The news that overhangs the markets is Brexit – the UK voted to leave the European Union. While I believe that this was a very short-sighted decision, I also believe that the Brexit decision has a historical impetus going back several centuries along with more recent history.

During the late 1600s and early 1700s, France and England were in three major and several minor wars. Both England and France financed their wars with borrowings. Initially, they borrowed at 5%, but found it quickly grew to 10%, causing a Great Recession in both countries. France tackled the recession with stimulus and England with austerity. Here we see the first big rift between the British and EU mentalities. While the stimulus method caused a fairly fast recovery, British austerity took decades to recover.

We jump now to the 2008/2009 Great Recession. Both the EU and the US responded with a 2009 stimulus package, but by 2010 the EU changed tracks and decided to enforce austerity measures to get their budgets in check. This, as we have seen, caused turmoil in the southern European countries, such as Greece. Yet with the stimulus, the UK GDP was growing faster than the US – yet they sided with the austerity measures, and in the summer of 2010 cut their budget by 25%, eliminating 40,000 government jobs. By the 4th quarter of 2010, they had slid back into a Recession. As the year turned, they continued to lose jobs.

Brits who grew up between the 1940s and 1970s remember a time when “The sun never set on the British empire.” The British empire stretched from the British Isles to Canada, Australia, India, and much of eastern and western Africa. The UK GDP was second only to that of the United States. As the UK continued their struggle in and out of recession, it was difficult not to become nostalgic for a time when the British Empire was one of the most powerful countries in the world. Today, they are only the 5th largest economy in the world, behind the US, China, Japan, and Germany. It was also easy to point fingers at who was “taking” jobs, but instead of fury at the austerity measures, they turned on immigrants.

June’s Brexit vote was an accumulation of centuries of ingrained responses to recession. While it was the austerity measures that resulted in a tough economy for business and massive job loss, the blame was placed on the immigration granted by the EU over the last 30 years.

What will be the impact? As of now, 44% of British exports are to EU countries; there is open trade between EU countries, but now tariffs will probably be imposed on those exports. Likely, there will be another Scottish and possibly even a Northern Irish move for independence. With the loss of Scotland, England will lose access to their oil revenues. Meanwhile, the leaders of France and Germany are positioned to take good advantage of Britain’s exit.

In Britain, the austerity, initially a function of their own government and not the EU, will continue to wreak havoc.

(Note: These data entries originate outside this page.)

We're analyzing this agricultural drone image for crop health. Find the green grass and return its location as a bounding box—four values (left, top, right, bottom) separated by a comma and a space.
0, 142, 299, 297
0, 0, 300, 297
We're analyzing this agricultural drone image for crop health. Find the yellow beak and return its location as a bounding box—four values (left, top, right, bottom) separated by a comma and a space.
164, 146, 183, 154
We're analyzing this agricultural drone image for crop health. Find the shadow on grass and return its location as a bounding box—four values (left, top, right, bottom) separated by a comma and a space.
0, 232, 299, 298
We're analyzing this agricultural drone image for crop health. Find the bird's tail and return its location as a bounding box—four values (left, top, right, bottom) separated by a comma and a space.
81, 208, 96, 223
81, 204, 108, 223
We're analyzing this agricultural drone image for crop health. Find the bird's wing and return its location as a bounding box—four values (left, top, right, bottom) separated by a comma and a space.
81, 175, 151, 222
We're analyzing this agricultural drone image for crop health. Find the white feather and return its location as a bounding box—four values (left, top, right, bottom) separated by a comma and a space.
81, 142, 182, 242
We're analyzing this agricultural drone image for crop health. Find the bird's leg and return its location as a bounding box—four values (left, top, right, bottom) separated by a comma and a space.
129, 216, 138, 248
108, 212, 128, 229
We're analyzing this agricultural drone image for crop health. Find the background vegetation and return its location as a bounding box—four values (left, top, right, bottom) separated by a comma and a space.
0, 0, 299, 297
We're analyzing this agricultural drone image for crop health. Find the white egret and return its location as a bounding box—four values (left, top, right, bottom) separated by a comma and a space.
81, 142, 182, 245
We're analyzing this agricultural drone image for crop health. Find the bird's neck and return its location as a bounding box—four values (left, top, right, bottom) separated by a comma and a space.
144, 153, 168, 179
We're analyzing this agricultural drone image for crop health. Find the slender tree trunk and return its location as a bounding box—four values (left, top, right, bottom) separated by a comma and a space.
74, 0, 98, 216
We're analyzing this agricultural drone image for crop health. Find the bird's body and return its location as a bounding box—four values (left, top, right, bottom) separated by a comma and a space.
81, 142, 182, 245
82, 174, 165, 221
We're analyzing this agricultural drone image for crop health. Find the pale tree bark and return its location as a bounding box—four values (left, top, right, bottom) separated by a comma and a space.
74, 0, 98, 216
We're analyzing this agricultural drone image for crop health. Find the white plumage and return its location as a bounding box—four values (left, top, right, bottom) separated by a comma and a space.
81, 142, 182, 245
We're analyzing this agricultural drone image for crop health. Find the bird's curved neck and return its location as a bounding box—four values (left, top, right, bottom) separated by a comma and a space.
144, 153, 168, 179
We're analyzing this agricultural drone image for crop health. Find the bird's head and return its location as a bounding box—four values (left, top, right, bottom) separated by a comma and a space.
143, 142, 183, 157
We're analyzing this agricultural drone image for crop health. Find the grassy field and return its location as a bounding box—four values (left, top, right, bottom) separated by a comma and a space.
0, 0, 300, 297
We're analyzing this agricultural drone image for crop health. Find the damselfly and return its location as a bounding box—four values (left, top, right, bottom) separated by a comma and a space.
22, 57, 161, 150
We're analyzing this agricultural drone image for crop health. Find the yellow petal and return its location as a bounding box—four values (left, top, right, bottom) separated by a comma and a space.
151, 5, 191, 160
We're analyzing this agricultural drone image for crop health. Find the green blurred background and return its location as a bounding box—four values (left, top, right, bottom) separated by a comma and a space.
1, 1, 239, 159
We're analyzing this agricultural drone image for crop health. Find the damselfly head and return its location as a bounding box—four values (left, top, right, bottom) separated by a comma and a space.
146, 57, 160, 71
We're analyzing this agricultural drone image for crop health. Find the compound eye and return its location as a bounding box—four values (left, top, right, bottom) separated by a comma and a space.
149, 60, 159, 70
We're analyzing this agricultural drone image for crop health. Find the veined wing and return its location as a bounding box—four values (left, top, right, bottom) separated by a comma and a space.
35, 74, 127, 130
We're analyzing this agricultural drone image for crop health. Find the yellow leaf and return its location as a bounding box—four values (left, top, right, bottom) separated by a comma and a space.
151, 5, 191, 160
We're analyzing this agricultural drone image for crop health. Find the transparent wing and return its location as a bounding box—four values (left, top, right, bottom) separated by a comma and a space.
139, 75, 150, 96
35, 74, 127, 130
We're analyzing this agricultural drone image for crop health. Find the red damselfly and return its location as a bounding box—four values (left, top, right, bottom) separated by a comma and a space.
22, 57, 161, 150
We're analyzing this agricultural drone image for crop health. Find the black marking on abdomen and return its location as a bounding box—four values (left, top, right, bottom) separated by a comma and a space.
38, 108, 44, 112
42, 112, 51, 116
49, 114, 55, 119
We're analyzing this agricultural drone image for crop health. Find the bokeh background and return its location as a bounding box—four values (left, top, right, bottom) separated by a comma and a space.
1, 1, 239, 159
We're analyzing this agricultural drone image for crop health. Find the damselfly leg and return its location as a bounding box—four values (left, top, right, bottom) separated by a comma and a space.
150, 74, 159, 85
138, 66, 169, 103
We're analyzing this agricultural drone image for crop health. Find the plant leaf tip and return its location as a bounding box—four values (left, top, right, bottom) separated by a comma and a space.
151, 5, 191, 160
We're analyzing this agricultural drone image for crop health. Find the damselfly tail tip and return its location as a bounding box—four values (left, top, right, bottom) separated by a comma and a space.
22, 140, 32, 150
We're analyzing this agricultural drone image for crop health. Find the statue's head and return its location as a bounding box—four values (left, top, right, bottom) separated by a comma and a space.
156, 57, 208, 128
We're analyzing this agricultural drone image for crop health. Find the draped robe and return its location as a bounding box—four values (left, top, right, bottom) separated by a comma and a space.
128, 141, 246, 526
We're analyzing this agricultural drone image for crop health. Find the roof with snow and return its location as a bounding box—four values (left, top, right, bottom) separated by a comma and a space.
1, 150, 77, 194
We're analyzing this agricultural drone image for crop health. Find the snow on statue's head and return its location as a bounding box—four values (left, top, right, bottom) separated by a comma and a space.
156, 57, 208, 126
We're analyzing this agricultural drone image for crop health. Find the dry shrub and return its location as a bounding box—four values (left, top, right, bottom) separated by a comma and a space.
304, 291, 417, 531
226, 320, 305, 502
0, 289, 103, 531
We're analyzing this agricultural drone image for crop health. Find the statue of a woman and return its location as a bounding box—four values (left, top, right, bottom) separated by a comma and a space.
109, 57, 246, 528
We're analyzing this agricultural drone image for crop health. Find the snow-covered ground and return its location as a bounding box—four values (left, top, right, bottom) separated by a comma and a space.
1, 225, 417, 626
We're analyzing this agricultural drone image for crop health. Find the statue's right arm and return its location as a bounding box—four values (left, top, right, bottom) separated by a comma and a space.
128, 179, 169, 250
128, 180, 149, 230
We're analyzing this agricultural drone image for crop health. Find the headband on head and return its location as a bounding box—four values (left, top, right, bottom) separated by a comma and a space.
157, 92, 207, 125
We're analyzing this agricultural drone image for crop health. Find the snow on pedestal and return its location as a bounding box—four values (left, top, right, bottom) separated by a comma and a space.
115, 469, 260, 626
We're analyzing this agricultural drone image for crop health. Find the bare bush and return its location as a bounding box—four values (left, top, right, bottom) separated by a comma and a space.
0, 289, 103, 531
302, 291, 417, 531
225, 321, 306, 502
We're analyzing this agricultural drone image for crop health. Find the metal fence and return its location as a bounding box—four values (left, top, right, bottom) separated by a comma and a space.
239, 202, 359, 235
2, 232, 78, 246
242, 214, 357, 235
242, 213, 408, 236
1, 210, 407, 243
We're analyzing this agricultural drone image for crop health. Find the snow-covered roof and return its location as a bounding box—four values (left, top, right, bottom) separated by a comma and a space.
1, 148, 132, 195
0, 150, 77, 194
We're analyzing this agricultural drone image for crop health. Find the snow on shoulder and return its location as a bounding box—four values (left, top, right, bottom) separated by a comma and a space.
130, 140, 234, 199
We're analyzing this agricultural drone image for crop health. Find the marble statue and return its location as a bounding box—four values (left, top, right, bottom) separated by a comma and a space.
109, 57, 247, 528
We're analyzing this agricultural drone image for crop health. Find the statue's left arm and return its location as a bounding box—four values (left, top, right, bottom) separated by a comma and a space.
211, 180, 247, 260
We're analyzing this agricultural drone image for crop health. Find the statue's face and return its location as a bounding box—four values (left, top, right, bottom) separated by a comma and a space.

While Britain itself hopes that leaving will only affect their control of immigration and the single common market will be maintained, the countries still in the EU are not likely to agree to that. Particularly, it is France who is fighting against granting the UK any favors, while Germany is more willing to compromise. Both countries have said that there will be no free trade.

In the long-term, austerity works. Britain will most likely come out of the recession, but it will probably get worse before it gets better. Perhaps the bigger problem is that Britain still insists in thinking with an Empire mindset. There is potential for more dramatic missteps for the world’s 5th largest economy if they continue in this mindset.